As per the rules whenever they went trick-or-treating, Dras and Rosalyn were only allowed to haunt well-traveled, inviting neighborhoods. The Chevette pulled to the curb, the back doors popped open, and Dras and Rosalyn went shrieking out into the night, their cries of unbridled mirth mixing with the din of other excited trick-or-treaters. Rosalyn dressed as a witch that year, all black gown and pointy hat and a fake, warty green nose strapped to her face. Her mother had protested, of course.

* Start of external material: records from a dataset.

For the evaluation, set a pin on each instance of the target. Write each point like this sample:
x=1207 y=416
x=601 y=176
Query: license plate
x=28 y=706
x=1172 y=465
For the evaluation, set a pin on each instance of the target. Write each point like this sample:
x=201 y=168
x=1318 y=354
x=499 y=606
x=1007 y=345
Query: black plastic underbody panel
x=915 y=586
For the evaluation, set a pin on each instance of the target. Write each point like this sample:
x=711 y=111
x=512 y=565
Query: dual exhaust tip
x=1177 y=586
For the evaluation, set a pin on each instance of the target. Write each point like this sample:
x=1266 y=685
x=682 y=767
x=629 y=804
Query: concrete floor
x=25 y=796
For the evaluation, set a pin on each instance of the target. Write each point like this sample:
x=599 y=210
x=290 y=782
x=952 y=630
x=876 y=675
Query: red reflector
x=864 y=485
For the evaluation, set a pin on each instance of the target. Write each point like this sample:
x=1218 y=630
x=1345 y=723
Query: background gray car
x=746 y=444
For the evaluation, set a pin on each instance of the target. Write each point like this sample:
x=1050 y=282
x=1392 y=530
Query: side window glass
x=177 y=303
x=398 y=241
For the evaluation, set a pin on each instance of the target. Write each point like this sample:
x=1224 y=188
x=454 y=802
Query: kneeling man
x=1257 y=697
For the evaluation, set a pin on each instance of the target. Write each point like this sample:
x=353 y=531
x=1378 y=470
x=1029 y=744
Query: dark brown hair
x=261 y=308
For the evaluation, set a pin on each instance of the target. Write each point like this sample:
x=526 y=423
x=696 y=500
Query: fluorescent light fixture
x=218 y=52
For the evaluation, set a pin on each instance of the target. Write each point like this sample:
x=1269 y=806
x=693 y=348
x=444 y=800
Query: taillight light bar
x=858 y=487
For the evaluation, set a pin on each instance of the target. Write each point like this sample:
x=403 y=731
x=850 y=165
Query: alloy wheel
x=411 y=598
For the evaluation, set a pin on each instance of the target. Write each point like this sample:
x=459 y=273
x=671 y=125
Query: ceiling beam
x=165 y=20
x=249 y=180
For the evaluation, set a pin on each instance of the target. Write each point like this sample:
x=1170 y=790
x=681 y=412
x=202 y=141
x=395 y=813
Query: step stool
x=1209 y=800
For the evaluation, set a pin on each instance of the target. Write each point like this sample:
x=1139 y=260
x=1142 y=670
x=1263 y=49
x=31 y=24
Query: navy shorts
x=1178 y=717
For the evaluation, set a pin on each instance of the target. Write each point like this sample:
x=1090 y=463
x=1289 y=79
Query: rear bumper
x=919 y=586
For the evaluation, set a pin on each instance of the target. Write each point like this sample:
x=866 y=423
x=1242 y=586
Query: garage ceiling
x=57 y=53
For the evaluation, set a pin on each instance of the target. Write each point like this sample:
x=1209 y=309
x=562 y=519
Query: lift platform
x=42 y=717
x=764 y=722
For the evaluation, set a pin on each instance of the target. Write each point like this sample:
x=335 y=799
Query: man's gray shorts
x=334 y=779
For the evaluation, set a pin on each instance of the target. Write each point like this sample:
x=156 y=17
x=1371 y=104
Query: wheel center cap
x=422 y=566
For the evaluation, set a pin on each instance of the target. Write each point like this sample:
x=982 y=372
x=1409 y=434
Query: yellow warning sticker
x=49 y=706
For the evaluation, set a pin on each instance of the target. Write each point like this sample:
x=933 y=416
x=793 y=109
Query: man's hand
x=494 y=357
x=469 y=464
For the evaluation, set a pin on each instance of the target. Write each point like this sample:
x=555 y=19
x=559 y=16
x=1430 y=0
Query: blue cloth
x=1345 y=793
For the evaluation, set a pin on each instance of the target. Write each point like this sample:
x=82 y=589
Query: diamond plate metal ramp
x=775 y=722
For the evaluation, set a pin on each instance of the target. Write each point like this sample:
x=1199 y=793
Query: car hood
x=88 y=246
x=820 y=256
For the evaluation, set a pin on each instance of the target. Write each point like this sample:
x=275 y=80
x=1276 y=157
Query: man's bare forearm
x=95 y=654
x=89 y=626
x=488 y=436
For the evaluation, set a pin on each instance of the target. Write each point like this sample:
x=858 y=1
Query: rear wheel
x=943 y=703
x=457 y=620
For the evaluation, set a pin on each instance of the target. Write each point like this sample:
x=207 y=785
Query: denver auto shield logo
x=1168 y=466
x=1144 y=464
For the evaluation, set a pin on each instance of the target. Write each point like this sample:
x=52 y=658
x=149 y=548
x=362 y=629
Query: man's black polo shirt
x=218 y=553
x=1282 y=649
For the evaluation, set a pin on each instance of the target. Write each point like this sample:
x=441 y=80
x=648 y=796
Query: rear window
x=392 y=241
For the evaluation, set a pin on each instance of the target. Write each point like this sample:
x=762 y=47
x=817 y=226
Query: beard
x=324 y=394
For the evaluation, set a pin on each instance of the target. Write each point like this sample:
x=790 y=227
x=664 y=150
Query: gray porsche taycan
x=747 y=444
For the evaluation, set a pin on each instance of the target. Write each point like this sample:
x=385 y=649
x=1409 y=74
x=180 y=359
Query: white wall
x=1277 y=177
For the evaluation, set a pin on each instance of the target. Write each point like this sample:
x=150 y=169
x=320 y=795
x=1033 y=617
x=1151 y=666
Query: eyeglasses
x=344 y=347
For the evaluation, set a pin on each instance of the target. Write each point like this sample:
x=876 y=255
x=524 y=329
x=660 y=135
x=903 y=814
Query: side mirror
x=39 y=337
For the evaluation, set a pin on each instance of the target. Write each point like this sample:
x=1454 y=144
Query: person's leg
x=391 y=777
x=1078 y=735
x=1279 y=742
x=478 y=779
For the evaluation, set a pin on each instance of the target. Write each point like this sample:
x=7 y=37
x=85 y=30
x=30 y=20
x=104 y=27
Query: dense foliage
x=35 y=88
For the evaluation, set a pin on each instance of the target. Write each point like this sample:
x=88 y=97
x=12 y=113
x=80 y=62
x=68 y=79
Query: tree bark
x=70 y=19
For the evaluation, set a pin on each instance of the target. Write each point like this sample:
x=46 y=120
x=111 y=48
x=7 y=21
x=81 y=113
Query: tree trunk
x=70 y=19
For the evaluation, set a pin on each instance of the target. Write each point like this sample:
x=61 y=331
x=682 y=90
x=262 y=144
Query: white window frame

Meredith Myers, a girlie girl if ever there was one, pleaded with her daughter to dress as something more ladylike and becoming—like a ballerina, princess, fairy, or cheerleader. Whether she was following her own tastes or doing her best to exasperate her mother, Rosalyn stuck to the witch’s costume all the same and loved every second of it.
“Hey!” her dad called warmly from the Chevette, pointing to something in the front seat beside him. “You forgot your broom!”
Rosalyn skidded to a stop, still clutching her plastic pumpkin basket, and looked back at her father, his ponytail lightly waving in the breeze, and a somewhat goofy smile lighting up his stubbly face. He looked almost as excited as the trick-or-treaters who passed to and fro between them on the sidewalk. Rosalyn hurried back to the car, popped the door open, and grabbed the broom she’d confiscated from her mother.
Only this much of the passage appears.